In 1868, Svend Foyn, up in the Lapland fjords, went after finnwhales with a harpoon gun for the first time.  He got 38 whales in a single season to the admiration of the whole world.  And from then on, the whaling business was big business, rationalised, highly technical, impressively organised.  Nobody bothered much about the spermwhales any more.  They were all head and the head was all bone and they took a long time to work.  up for only an average return of oil.  Now the whalermen went for bigger stuff, for the finnwhales and blue whales that run up to 90ft.  and over, and which nobody had dared to touch with a hand harpoon, and as it happened the big stuff was quicker to work and so the mechanised industry had the advantage on all counts.  The hand harpoon went, and the sails went and nothing at all remained of the old industry except perhaps the heel spikes on the whalermen's boots.  Nowadays aboard the floating whale factories in the Antarctic the same songs are sung as you hear in any factory ashore, the same songs and no others.  Somehow the whalermen never seem to make songs that went to a 12-hour shift among the 150-ton winches, the steam saws, and the big Hartmann pressure-cookers of a modern whaler.  I have heard whalermen singing at work on deck and after work down in the foc'sle, but on top or down below I never heard them sing much else but Boohoo, you've got me crying for you.
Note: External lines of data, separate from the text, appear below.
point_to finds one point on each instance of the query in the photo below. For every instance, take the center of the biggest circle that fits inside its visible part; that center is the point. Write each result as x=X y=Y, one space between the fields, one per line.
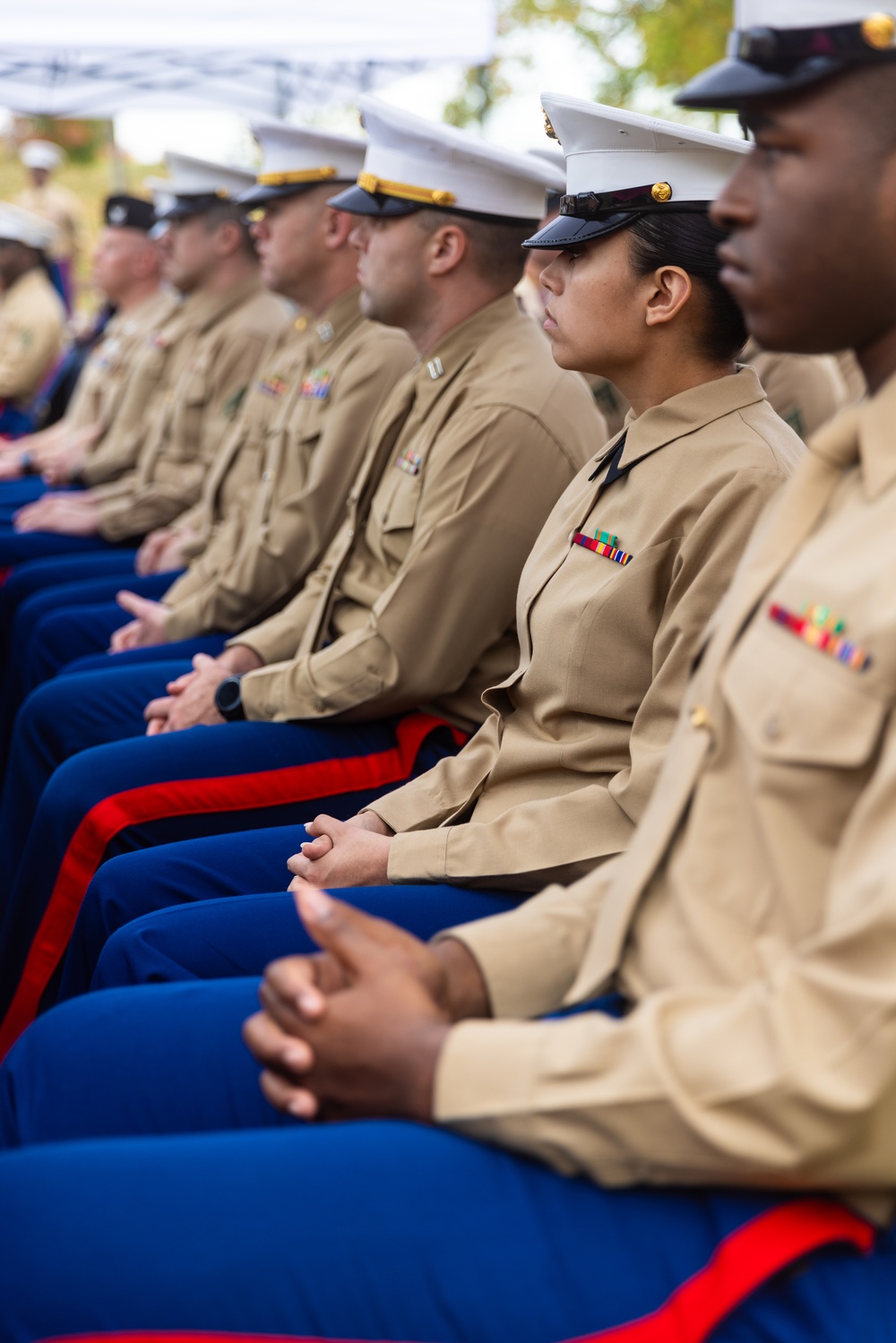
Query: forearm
x=530 y=844
x=145 y=509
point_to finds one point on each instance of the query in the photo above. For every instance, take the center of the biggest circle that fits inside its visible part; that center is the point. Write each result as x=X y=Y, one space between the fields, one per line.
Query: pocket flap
x=797 y=705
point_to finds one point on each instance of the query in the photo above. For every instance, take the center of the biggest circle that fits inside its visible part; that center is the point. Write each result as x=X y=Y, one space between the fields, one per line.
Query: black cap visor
x=355 y=201
x=729 y=83
x=571 y=231
x=187 y=206
x=263 y=193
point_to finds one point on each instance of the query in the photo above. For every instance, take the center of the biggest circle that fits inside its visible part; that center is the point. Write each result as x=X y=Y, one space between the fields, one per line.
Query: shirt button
x=772 y=728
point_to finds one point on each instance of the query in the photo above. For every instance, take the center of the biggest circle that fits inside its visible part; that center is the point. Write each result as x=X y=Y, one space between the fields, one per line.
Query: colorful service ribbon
x=317 y=383
x=821 y=629
x=603 y=544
There is no end to the occupational songs we have lost because the occupations have altered out of recognition.  Some of these songs sprang from the rhythm of the work, and some from the description of it; and some are merely onamatopoeic recitals inspired by the noise made, or the names of the tools, or even the names of the different phases of the job itself, and this is specially the case with tile tinkers' songs and the songs of the harvesters.  When the sickle reaper disappeared, not only did the songs which went with his arm go, but other popular songs died at the same time which pictured the reapers' image, and described his work, and even stylised the sound of the sickle as in those songs with refrains like Whiss a raw a rue a raw, Whiss a raw a rue a ray.
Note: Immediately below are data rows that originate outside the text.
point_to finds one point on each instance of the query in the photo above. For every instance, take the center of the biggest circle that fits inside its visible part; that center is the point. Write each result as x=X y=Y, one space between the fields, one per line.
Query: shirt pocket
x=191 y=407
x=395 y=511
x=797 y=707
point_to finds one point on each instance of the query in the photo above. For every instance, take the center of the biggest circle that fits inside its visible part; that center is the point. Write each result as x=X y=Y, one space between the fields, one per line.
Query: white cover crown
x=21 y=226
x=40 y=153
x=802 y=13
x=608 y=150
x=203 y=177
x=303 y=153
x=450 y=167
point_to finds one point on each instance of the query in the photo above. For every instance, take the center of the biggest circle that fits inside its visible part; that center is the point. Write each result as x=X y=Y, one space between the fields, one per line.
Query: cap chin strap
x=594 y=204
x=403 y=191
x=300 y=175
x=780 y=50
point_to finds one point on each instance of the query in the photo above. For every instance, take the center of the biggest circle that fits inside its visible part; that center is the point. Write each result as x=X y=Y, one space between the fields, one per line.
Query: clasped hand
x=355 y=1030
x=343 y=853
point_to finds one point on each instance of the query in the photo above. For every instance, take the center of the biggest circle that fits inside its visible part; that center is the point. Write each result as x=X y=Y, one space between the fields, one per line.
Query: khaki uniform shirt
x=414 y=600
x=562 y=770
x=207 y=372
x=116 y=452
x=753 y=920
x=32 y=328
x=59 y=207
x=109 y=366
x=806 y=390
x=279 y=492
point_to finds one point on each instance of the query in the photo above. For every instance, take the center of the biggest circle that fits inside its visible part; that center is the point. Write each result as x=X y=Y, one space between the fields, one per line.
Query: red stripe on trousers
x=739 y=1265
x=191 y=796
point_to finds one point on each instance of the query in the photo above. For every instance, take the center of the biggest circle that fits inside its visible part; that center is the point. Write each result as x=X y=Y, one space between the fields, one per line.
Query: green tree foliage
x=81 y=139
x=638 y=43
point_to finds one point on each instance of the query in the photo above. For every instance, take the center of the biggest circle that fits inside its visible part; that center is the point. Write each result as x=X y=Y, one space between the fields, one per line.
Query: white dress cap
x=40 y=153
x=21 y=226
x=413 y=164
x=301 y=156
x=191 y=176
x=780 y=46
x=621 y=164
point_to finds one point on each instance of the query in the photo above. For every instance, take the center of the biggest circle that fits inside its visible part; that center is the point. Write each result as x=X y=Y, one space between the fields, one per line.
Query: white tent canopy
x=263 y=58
There is a great deal I have not touched in this book, for instance, soldiers' and sailors' songs; there is something so special about these and the reason for their fluctuation from heroism to disaffection, that they really need dealing with in a separate work.  The same with the cries of hawkers, too, which once filled the city streets with music and which were finally killed by the department stores, by Woolworths, and most of all, perhaps, by the noise of traffic which was too heavy in competition.  Their study is a special thing and they have to be left out of this book, and so do all the beggars' songs and the prison songs and the mad songs about Bedlam, and many of these are very beautiful indeed, and the peculiar Irish-character songs of the Navigation, of the building of the canals in the late 18th century, and the deserters' songs and, alas, the nursery rhymes which are something particularly interesting to look into and full of surprises.
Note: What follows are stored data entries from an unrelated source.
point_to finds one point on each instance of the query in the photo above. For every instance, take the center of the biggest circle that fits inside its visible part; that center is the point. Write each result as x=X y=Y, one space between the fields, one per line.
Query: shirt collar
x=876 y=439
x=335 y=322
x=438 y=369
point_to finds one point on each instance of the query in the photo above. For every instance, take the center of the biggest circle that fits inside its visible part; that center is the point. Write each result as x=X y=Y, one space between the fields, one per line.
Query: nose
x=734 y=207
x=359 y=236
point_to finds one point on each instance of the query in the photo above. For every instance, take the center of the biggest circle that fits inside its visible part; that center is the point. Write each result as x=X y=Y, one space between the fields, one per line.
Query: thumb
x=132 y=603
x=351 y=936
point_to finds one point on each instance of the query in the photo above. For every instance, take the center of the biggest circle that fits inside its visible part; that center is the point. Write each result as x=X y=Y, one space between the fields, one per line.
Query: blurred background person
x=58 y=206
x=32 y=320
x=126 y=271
And what else should this book contain?  Some say things are changed and we will not have folksongs any more.  They are the pessimists.  And some try to revive traditional music that has nothing to do with social life any longer; and all that happens is they give you a recital of the popular songs of the past; and they try to make a living thing of it.  They are the optimists.  But that is not the whole story.  Things do change, and they change again; and just because at this moment we have no great body of fine folksong that is bound close to our social life and the times we live in and the way we go about our work, that is not to say there never will be any more.  It may be we shall have to wait till society is so altered that there is no longer any special distinction or variance between the composer and the rest of his fellowmen, till cultured music and popular music have become one and the same.  And that is just the sort of thing we can confidently look forward to, if ever we have a society all of a piece, one where men can be what they are, and think and feel and sing as they do, without reference to class or colour or creed or any of the other things which mean that one man's culture is another man's caviare or dope or downright poison.